Novak's missing link will set off chain reaction

By David Lord / Expert

Newly re-crowned Australian champion Novak Djokovic found the missing link in his ability chain during the tense five set victory over Stanislas Wawrinka in the fourth round.

Djokovic had no right to beat Switzerland’s second favourite son, who was by far the better player on the night.

But Djokovic won against all odds.

Whatever form that link took, it surfaced again in the final.

In the latter part of the first set tie-breaker in favour of Andy Murray and the first two games of the second set, Murray won 17 of 20 points and was well in command.

The Scot was all set to take a vital two sets to love lead with 0/40 on Djokovic’s serve.

Surface that link.

From 0/40, Djokovic held serve after two deuces and went on to take the second set in another tie- breaker.
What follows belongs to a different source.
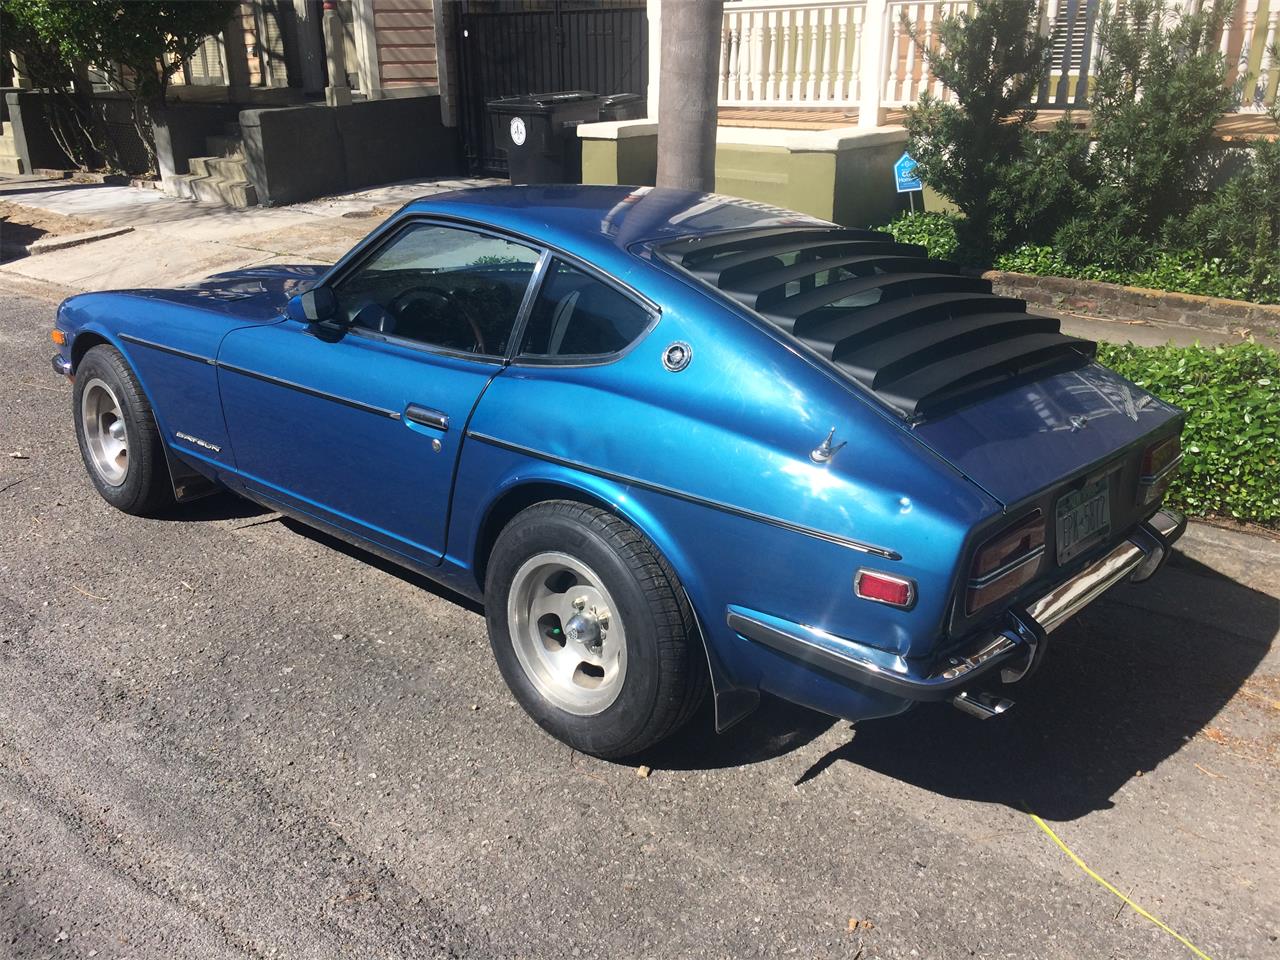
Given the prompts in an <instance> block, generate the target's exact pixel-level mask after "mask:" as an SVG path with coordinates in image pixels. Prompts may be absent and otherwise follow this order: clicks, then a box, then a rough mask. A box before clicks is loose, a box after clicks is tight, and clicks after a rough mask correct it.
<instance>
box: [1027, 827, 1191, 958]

Murray never really got over seemingly blowing that 2-0 lead, as Djokovic cruised home, 6-3, 6-2 to clinch his fourth Australian Open title, his third in succession.

Australian legend Roy Emerson was the last to achieve the feat in 1963-64-65 and went on to stretch it to five on the trot in 1966-67.

There is nothing to say Djokovic won’t tread the same path now that he has found the missing link. And it will hold him in good stead as he seeks his first French Open crown – his Achilles heel.

Rafael Nadal, seven time champion at Roland Garros, makes his return from injury next month.

But the king of clay will be well short of match play to hope to succeed against Djokovic, Murray and Roger Federer this year.

I predict Novak Djokovic will become the first man to claim the coveted and hard to convert Grand Slam since Rod Laver in 1969.

The once missing link will be the difference.

We are looking at arguably the most complete tennis player in the history of the sport. And he will get even better.

The Crowd Says:

2013-02-05T11:55:58+00:00

melo-drama

Guest


Nawwww I thought you were talking about Steve Novak.....

2013-01-29T19:35:52+00:00

M

Guest


"We are looking at arguably the most complete tennis player in the history of the sport." I agree with this. Good article.

2013-01-29T00:58:40+00:00

James

Guest


Whoever wrote this, Nadal has won Roland Garros SEVEN times, not six!